Integrated clinical and radiomic PET-FLIPI score for risk stratification in newly diagnosed follicular lymphoma Free

Follicular lymphoma (FL) has a heterogeneous clinical course, and despite advances in therapy, a significant proportion of patients experiences relapse. Existing prognostic models do not fully capture the biological heterogeneity of disease. PET/CT-derived biomarkers such as total metabolic tumor volume (TMTV) and the maximum lesion distance (Dmax) have emerged as prognostic tools, though their combined utility in FL remains underexplored. This study aimed to develop a composite prognostic score incorporating clinical and imaging metrics to improve baseline risk stratification in patients with newly diagnosed FL.
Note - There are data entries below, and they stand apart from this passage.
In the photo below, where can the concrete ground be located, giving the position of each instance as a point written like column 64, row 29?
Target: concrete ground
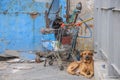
column 34, row 71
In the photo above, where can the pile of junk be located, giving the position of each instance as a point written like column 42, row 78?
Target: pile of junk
column 61, row 45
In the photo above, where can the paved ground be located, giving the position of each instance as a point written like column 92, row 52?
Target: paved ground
column 34, row 71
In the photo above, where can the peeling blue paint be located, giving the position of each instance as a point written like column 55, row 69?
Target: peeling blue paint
column 18, row 30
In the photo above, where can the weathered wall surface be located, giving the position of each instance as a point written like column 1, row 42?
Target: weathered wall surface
column 87, row 12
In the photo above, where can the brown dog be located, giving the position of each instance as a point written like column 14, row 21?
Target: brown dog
column 83, row 67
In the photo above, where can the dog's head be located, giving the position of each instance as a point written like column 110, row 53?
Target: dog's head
column 87, row 56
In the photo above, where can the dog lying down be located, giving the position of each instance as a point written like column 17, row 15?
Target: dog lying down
column 83, row 67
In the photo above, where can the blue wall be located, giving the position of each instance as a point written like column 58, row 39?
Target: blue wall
column 18, row 30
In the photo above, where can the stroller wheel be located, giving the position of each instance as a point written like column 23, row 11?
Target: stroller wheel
column 61, row 67
column 50, row 62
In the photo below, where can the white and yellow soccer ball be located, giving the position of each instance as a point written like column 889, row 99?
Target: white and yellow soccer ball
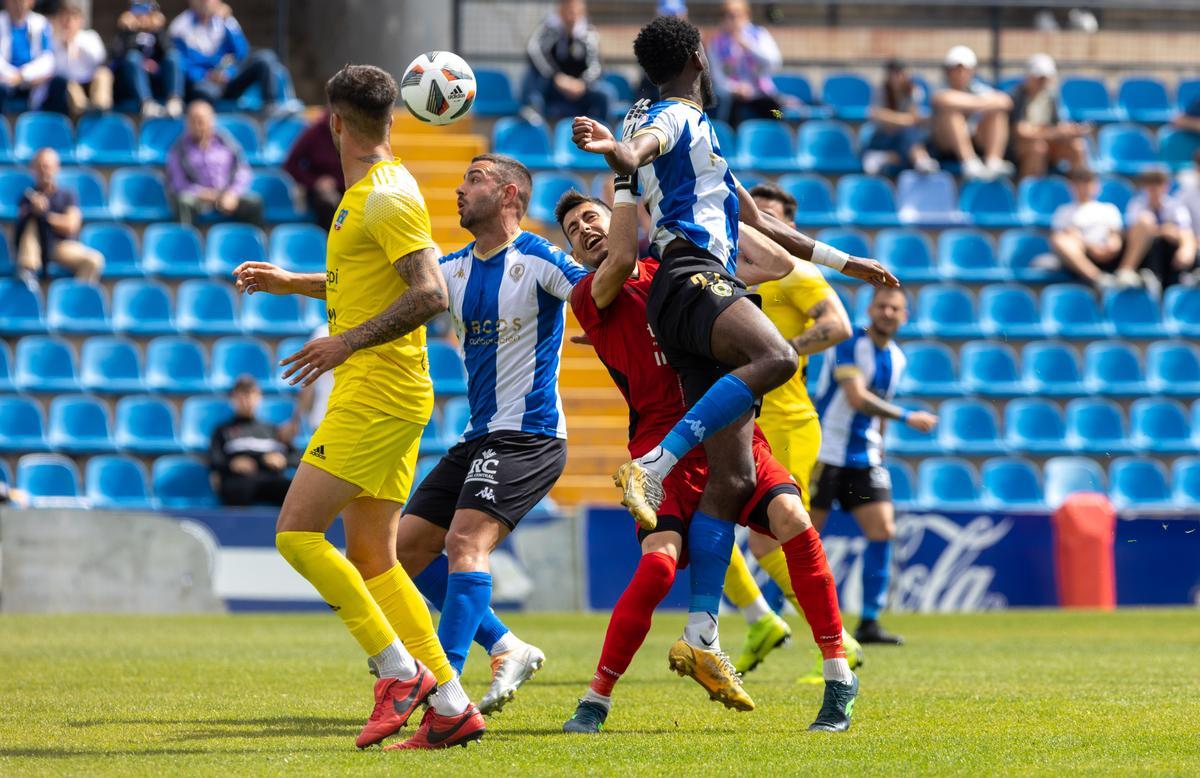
column 438, row 88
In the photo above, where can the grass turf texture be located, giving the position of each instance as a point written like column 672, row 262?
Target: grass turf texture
column 1007, row 693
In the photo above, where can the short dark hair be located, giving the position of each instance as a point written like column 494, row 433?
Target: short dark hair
column 510, row 171
column 364, row 96
column 775, row 192
column 664, row 47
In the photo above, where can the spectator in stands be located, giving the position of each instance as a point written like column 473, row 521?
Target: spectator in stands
column 315, row 165
column 217, row 61
column 27, row 55
column 564, row 65
column 1039, row 137
column 249, row 458
column 48, row 221
column 82, row 79
column 743, row 57
column 207, row 171
column 971, row 119
column 148, row 69
column 1086, row 234
column 1161, row 239
column 899, row 130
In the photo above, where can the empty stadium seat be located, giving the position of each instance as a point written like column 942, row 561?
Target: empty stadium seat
column 77, row 306
column 1011, row 483
column 111, row 365
column 45, row 364
column 207, row 307
column 177, row 365
column 1138, row 483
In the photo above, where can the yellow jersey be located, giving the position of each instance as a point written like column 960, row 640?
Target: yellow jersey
column 786, row 303
column 379, row 220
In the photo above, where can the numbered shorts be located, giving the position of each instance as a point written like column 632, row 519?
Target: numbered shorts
column 373, row 450
column 503, row 474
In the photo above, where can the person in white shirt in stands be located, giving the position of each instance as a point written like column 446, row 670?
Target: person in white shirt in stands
column 1086, row 234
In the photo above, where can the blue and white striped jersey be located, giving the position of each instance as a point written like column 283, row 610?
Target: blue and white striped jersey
column 850, row 438
column 508, row 309
column 689, row 187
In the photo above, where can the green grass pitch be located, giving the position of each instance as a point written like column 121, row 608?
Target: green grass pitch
column 1002, row 693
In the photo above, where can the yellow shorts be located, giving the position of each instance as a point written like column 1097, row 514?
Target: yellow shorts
column 367, row 448
column 796, row 447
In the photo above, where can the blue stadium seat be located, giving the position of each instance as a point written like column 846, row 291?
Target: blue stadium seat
column 49, row 479
column 1145, row 100
column 199, row 416
column 827, row 147
column 969, row 426
column 177, row 365
column 947, row 483
column 40, row 130
column 766, row 144
column 173, row 251
column 119, row 245
column 181, row 482
column 111, row 365
column 1096, row 426
column 1087, row 100
column 78, row 424
column 930, row 372
column 138, row 195
column 155, row 138
column 849, row 95
column 1009, row 311
column 929, row 199
column 1035, row 426
column 1069, row 310
column 867, row 201
column 233, row 357
column 207, row 307
column 1161, row 426
column 1173, row 367
column 1037, row 198
column 21, row 309
column 300, row 247
column 77, row 306
column 1139, row 483
column 45, row 364
column 107, row 138
column 1126, row 149
column 22, row 425
column 142, row 307
column 523, row 141
column 1011, row 483
column 1066, row 476
column 145, row 425
column 493, row 94
column 118, row 483
column 1113, row 369
column 814, row 198
column 947, row 310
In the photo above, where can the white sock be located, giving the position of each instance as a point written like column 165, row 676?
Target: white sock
column 449, row 699
column 756, row 610
column 701, row 632
column 394, row 662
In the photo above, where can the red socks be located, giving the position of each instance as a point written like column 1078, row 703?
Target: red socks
column 816, row 591
column 631, row 618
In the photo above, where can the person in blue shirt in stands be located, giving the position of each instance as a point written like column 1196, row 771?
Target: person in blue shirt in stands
column 217, row 61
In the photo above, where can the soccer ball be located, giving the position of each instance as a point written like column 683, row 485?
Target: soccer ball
column 438, row 88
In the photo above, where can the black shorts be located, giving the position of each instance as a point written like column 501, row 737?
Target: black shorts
column 503, row 474
column 850, row 486
column 690, row 289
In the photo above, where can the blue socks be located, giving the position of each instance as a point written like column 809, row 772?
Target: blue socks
column 468, row 597
column 876, row 574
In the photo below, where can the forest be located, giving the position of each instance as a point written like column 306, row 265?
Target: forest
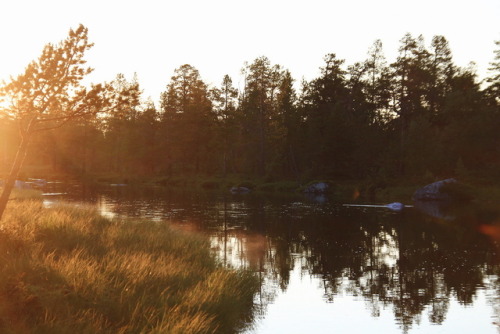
column 421, row 116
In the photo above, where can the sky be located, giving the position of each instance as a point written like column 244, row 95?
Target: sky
column 152, row 38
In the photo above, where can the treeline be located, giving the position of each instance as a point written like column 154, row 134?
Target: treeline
column 420, row 115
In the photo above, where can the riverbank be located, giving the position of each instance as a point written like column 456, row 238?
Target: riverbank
column 66, row 269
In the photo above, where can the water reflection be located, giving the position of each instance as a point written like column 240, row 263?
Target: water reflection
column 420, row 265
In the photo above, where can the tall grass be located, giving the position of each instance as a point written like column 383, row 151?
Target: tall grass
column 66, row 269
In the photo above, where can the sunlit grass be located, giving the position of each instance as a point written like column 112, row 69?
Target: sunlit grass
column 68, row 270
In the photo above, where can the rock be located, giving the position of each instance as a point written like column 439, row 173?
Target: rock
column 396, row 206
column 317, row 188
column 434, row 191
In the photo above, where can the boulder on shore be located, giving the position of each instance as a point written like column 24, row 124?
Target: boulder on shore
column 435, row 191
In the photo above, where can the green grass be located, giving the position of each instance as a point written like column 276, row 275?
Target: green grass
column 66, row 269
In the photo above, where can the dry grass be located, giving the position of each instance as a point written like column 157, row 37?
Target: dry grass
column 68, row 270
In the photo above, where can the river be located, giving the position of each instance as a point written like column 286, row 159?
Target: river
column 328, row 268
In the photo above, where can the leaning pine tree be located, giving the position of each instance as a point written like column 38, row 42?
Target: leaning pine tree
column 49, row 94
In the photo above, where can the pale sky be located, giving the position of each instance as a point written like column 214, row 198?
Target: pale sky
column 153, row 37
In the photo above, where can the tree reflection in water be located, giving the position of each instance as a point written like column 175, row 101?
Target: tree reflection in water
column 415, row 262
column 408, row 261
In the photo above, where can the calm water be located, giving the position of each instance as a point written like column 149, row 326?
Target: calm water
column 327, row 268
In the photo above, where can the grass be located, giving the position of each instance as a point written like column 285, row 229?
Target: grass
column 66, row 269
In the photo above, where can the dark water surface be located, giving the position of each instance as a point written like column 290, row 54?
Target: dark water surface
column 327, row 268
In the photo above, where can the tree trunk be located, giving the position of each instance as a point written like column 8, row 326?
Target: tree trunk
column 16, row 167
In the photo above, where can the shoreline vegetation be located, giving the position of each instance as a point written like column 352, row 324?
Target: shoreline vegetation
column 67, row 269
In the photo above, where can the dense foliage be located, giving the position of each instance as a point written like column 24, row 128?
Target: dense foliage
column 420, row 115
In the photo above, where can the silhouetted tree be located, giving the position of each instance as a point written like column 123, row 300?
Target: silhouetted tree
column 49, row 94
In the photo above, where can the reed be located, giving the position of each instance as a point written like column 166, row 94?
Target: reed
column 66, row 269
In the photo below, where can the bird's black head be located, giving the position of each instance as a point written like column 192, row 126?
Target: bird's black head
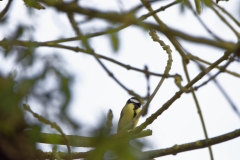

This is a post hoc analysis of patients enrolled in the FOLL12 trial which had avalaible baseline TMTV calculated. TMTV was calculated using the SUV4 threshold method, and the cut-off of 180 mL based on previously published study (Durmo et al., Am J Hematol) was used for analysis. Dmax was derived from lesion coordinates of TMTV and normalized by body surface area (SDmax). The optimal SDmax cut-point for progression-free survival (PFS) was determined using maximally selected log-rank test. A composite score was derived assigning weighted points to features that were indipendend in multivariable analysis. Model performance was assessed using Harrell's c-index. Internal validation for Sdmax and model through 1000 bootstrap resamples was used. Study primary endpoint was PFS and overall survival (OS) was a secondary endpoint.

This analysis included 682 treatment-naïve patients with grade 1-3a FL. 336 (50%) was older than 60 years and 315 (46%) was male. The cohort was balanced across treatment arms (experimental arm n=351). A total 286 (42%) patients had R-Bendamustine as induction treatment. Median SDmax was 284 mm/m² (IQR: 247; range: 4–1037 mm/m²). An optimal SDmax cut-point of 400 mm/m² was identified, stratifying patients into low (SDmax ≤400 mm/m², n=538, 79%) and high (SDmax >400 mm/m², n=144, 21%) dissemination groups. SDmax >400 mm/m² and TMTV >180 mL were independently associated with inferior PFS (HR of 1.50, 95% CI: 1.12–2.02 and 1.32 95% CI: 1.01–1.73, respectively). FLIPI-2 and male sex also were independent prognostic factors. These variables were consistently selected in bootstrap resampling and used to derive a combined prognostic score ranging from 0 to 6 points, 1 point each for high TMTV, high SDmax, male sex and 3 points for high FLIPI2. The composite score effectively stratified our cohort into three risk groups: 307 (45%) patients into low-risk (score 0–1) with a 5-year PFS of 79% (95% CI, 73-83%), 140 (21%) of patients into intermediate-risk (score 2–3): 5-year PFS 65% (95% CI 56-72%, HR=1.86) and 235 patients (34%) into a high-risk (score 4–6) with a 5-year PFS 52% (95% CI 45-59% , HR=2.93). The prognostic role of the composite score was confirmed by treatment arm. Incorporating PET metrics improved model discrimination over FLIPI-2 alone (c-index: 0.636 vs. 0.600; p=0.015). Internal validation demonstrated excellent reproducibility of the model (bootstrap-corrected c index of 0.632) and a shrinkage factor of 0.995, indicating minimal overfitting and stable predictive performance. 5-year OS rates was 97% for score 0–1 (n=307), 94% for score 2–3 (n=140; HR = 2.44, 95% CI: 1.05–5.67), and 88% for score 4–6 (n=235; HR = 4.96, 95% CI: 2.45–10.0).

A composite prognostic score integrating FLIPI-2 with baseline TMTV, SDmax, and sex improves risk stratification in FL. This integrated model identifies patients at highest risk of progression and may support personalized therapeutic strategies in future trials.